Jesús en el Evangelio:


Veamos la experiencia vivida por Juan Bautista. Un hombre que también tenía una promesa de Dios sobre su vida: "y será lleno del Espíritu Santo desde el vientre de su madre". Esta promesa genera en Juan el Bautista una fe profética. Un día, de adulto, cumpliendo su ministerio de predicar la palabra de Dios para llevar al pueblo de Israel al arrepentimiento, y bautizando en las aguas del Jordán a quienes deseaban una nueva vida en Dios, Juan el Bautista ve al hombre Jesús y responde proféticamente a la pregunta de Isaac que se hizo eco a través de los siglos: "Aquí está el Cordero de Dios, que quita el pecado del mundo". La Biblia dice que Juan ve al Espíritu descender del cielo como una paloma y descansar sobre Jesús. Una vez más se abrieron los cielos para que se cumpliera la fe profética, esta vez en la vida de Juan el Bautista.

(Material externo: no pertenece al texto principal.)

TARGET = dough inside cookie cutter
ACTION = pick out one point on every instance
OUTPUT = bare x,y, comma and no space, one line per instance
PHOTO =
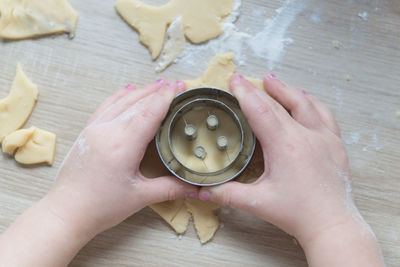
205,138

El Espíritu Santo en nuestras vidas:


El día que fui bautizado con el Espíritu Santo, Dios hizo una promesa en mi vida: "Te acompañará en tu trabajo en los días de tu vida que Dios te dé bajo el sol". Esta promesa generó en mí una fe profética. Siempre he visto en televisión cómo los judíos oran en el Muro de las Lamentaciones en Jerusalén. Por supuesto, sabemos que detrás de ese muro estaba el lugar del arca de Dios, el Lugar Santísimo, la presencia viva y gloriosa del Espíritu de Dios en el antiguo templo de Salomón. Tuve la oportunidad de visitar el sitio en un viaje a Israel. Le pedí a Dios que preparara mi corazón y se revelara de manera profunda en ese viaje, para que pudiera sentir un poco de la gloria del Señor que siempre estuvo presente en ese lugar. Cuando toqué esa pared y comencé a orar, mi corazón latía con fuerza, el Espíritu Santo se apoderó de mí y sentí que mi mano ardía con fuego. Inmediatamente algunos judíos mesiánicos que estaban allí comenzaron a cantar un salmo, e incluso sin conocer el idioma hebreo, pude entender que estaba hablando de la esperada venida del Mesías. Esa noche, nuevamente los cielos se abrieron para que se cumpliera la fe profética, esta vez en mi vida.


Dios quiere abrir los cielos para que esta fe profética también se cumpla en tu vida. Ruega al Señor, deja que esta fe sea más grande que cualquier razón o sentimiento y así domine todo tu ser.